Of course, for validation, you don't want this sampling to be random,
since you want to be able to compare loss on the same patches every
time you validate. If chunk_size
is set to 0 (as it is in the TEST
phase of your proto-text), then the data layer will go through the
list of images one image at a time, using each image to generate
batches for chunk_repeat
iterations.
Sensor Layers: The sensor.py
file provides four layer classes,
each of which take in the channel 4-channel blob produced by the data
layer, and output a single channel blob formed by sampling a specific
channel at each location.
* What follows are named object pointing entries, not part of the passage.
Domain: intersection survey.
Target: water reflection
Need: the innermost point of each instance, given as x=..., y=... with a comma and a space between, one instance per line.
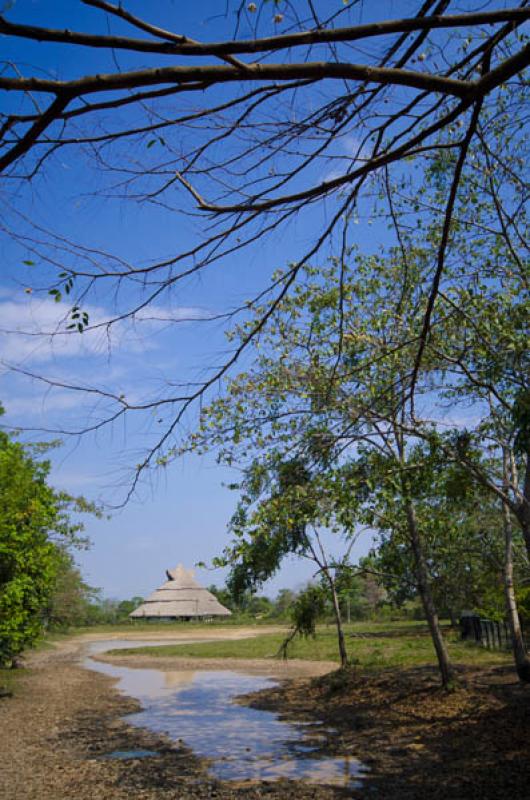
x=241, y=743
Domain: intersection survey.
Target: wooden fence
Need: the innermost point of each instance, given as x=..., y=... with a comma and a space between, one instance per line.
x=486, y=632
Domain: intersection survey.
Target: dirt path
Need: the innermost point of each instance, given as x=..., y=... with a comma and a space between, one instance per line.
x=417, y=741
x=63, y=718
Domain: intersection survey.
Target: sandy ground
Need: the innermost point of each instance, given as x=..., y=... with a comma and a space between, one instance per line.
x=63, y=718
x=415, y=740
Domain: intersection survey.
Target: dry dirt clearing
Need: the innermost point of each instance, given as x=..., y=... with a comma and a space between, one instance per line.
x=417, y=741
x=63, y=718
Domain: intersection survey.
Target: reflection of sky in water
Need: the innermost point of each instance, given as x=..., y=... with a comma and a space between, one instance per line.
x=241, y=742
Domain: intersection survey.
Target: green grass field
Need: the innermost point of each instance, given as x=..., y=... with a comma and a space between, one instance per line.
x=371, y=645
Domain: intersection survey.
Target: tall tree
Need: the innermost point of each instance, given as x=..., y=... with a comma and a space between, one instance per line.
x=288, y=107
x=35, y=531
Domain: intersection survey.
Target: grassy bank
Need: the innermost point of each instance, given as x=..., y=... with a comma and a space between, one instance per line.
x=372, y=646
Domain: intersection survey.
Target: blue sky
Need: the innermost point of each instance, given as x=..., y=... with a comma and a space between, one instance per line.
x=181, y=514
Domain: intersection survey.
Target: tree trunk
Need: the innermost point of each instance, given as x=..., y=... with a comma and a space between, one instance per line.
x=524, y=510
x=424, y=589
x=338, y=621
x=522, y=661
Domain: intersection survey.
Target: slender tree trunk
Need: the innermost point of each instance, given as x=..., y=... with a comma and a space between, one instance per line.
x=424, y=588
x=524, y=512
x=522, y=661
x=338, y=621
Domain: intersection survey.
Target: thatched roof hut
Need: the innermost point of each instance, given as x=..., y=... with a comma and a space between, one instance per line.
x=181, y=597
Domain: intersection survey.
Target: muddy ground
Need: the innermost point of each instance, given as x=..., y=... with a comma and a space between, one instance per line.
x=417, y=741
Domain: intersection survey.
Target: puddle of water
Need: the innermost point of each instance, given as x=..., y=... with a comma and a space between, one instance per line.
x=240, y=743
x=122, y=755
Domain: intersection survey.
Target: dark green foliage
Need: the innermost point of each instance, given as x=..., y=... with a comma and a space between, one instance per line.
x=35, y=534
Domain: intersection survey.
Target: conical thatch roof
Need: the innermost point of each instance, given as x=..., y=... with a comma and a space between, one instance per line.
x=181, y=596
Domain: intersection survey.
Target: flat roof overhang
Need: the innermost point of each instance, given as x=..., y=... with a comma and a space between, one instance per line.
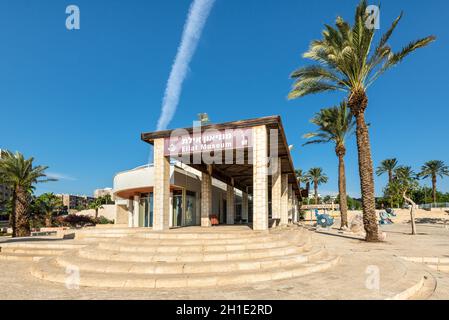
x=240, y=175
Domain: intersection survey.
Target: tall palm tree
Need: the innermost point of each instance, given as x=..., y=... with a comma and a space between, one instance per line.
x=387, y=166
x=96, y=205
x=406, y=180
x=348, y=61
x=20, y=174
x=434, y=169
x=318, y=177
x=334, y=125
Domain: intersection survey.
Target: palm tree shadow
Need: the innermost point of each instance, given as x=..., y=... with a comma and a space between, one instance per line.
x=439, y=221
x=341, y=235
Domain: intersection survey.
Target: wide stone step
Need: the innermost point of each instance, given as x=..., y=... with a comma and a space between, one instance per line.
x=206, y=235
x=199, y=246
x=62, y=244
x=20, y=257
x=32, y=251
x=69, y=259
x=112, y=255
x=230, y=241
x=47, y=269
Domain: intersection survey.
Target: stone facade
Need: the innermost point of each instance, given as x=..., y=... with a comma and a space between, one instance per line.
x=161, y=207
x=284, y=199
x=245, y=207
x=230, y=205
x=276, y=191
x=260, y=178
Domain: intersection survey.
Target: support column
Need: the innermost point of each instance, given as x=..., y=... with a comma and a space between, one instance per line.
x=245, y=207
x=161, y=206
x=276, y=191
x=284, y=199
x=230, y=205
x=130, y=208
x=206, y=199
x=260, y=178
x=136, y=201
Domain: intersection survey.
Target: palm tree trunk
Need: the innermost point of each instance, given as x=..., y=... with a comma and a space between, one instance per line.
x=342, y=191
x=412, y=211
x=358, y=103
x=21, y=207
x=434, y=189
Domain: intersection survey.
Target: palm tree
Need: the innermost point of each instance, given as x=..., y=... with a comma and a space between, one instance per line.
x=433, y=169
x=20, y=174
x=318, y=177
x=48, y=203
x=348, y=61
x=387, y=166
x=96, y=205
x=334, y=125
x=301, y=177
x=406, y=178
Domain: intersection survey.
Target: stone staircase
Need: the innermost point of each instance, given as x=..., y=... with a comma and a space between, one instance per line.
x=35, y=250
x=185, y=259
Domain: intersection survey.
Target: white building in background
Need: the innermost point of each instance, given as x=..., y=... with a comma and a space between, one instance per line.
x=103, y=192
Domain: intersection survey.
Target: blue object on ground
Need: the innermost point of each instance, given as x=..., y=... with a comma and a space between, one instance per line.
x=323, y=220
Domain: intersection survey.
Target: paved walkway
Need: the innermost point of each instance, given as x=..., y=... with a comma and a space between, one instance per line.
x=354, y=278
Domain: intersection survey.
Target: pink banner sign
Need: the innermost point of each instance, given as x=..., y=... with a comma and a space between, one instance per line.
x=181, y=143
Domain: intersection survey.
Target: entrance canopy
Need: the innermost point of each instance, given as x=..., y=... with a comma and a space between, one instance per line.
x=226, y=150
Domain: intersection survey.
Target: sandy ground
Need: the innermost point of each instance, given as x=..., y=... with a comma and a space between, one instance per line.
x=438, y=217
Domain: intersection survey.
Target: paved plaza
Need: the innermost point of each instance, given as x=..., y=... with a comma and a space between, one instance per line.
x=364, y=270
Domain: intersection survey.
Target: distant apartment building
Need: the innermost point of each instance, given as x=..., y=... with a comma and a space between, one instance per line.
x=103, y=192
x=74, y=202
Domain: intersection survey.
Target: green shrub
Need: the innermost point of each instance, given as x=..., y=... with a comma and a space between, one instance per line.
x=75, y=221
x=103, y=220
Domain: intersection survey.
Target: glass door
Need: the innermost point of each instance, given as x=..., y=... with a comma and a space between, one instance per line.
x=177, y=208
x=190, y=217
x=146, y=210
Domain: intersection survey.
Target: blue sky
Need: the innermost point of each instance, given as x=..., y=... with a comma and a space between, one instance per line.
x=78, y=100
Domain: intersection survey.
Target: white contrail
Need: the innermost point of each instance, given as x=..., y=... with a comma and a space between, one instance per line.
x=198, y=13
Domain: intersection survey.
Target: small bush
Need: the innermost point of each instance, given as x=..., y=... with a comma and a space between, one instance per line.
x=75, y=221
x=103, y=220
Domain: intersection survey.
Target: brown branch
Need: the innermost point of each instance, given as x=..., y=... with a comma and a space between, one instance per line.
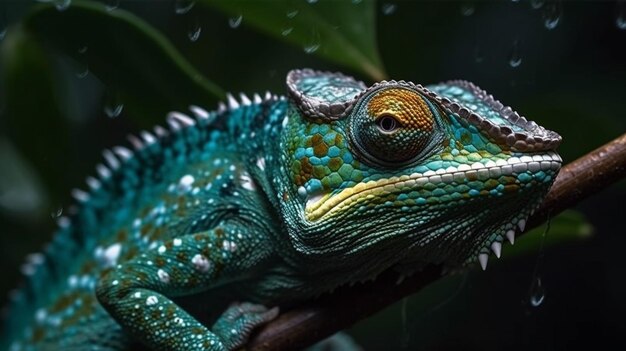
x=316, y=320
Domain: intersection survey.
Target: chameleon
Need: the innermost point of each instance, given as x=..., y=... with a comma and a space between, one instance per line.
x=195, y=234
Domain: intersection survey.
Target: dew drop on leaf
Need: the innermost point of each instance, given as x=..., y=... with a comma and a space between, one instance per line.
x=537, y=293
x=181, y=7
x=113, y=105
x=620, y=19
x=194, y=31
x=235, y=22
x=536, y=4
x=515, y=59
x=552, y=14
x=309, y=49
x=313, y=44
x=82, y=67
x=389, y=9
x=467, y=9
x=478, y=54
x=292, y=13
x=112, y=5
x=62, y=5
x=57, y=212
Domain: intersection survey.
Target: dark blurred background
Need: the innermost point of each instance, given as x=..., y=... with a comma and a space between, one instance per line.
x=73, y=83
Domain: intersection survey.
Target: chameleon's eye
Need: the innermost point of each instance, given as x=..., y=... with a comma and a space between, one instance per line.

Each class uses a different sampling
pattern: Bayer
samples according to the Bayer pattern, CFZ14
according to [Chakrabarti et al. 2014]'s pattern, and FLCFA
according to an arbitrary pattern specified as a code string in its
parameter string. The fourth kind of sensor layer is LCFA
that
actually learns the sensor pattern. A soft encoding of the pattern
(see the paper for details) is a learnable parameter blob for this
layer, and will be updated by caffe using SGD, and stored with the
reconstruction weights in saved caffemodel
files.
The network architectures for various training settings are provided
in the files in the prototxt/
directory. Note that these are only
the network proto-texts. You will need to create a solver.prototxt
file that: (a) saves weights in the HDF5 format (instead of protobuf),
(b) trains using SGD with a momentum of 0.9, and (c) follows a
learning rate schedule from the paper (and also detailed below). If
you want to test on the validation set, you should set test_iter
to
the number of validation images (51 in our split defined in
data/val.txt
).
In the experiments in the paper, we first learned the sensor pattern
at a noise-level of 0.01. The file learncfa.prototxt
provides the
network architecture to achieve this (if you want to learn the pattern
at a different noise-level, you will have to modify the last parameter
in the param_str
for the data layers). To recreate the setting in
the paper, train this network for 1.5e6
iterations with a learning
rate of 0.001
. Once you are done training, call the script
h5proc/getCode.sh
with a path to the trained caffemodel.h5 file, to
retrieve the sensor code string.
We then train reconstruction networks at several different noise
levels using this code, and the FLCFA
sensor layer, passing the
code string retrieved in the previous step in the param_str
of
that layer. The file flcfa50.prototxt
provides the description of
the network architecture for this (for a noise level of
0.005
). These networks are trained for 1.5e6
iterations with a
learning rate of 0.001
, and another 1e5
iterations with
lr=0.0001
.
The bayer50.prototxt
and cfz50.prototxt
files can be used for
training reconstruction networks for the Bayer and
[Chakrabarti et al. 2014] pattern respectively. These should be
trained with the same schedule as the flcfa50.prototxt
network:
1.5e6
iterations with lr=0.001
, followed by 1e5
iterations with
lr=0.0001
.
After you are done training the reconstruction networks, you can use
the h5proc/h5npz.py
script, e.g.:
h5npz.py /path/to/wts/bayer25_iter_1500000.caffemodel.h5 bayer25.npz
to convert the stored caffe model into the .npz
format used by our
reconstruction script run/runDM.py
. Note that the architecture of
the network is hard-coded into the reconstruction script, so if you
choose to use a different reconstruction architecture, you'll have to
make corresponding changes in the runDM.py
script as well.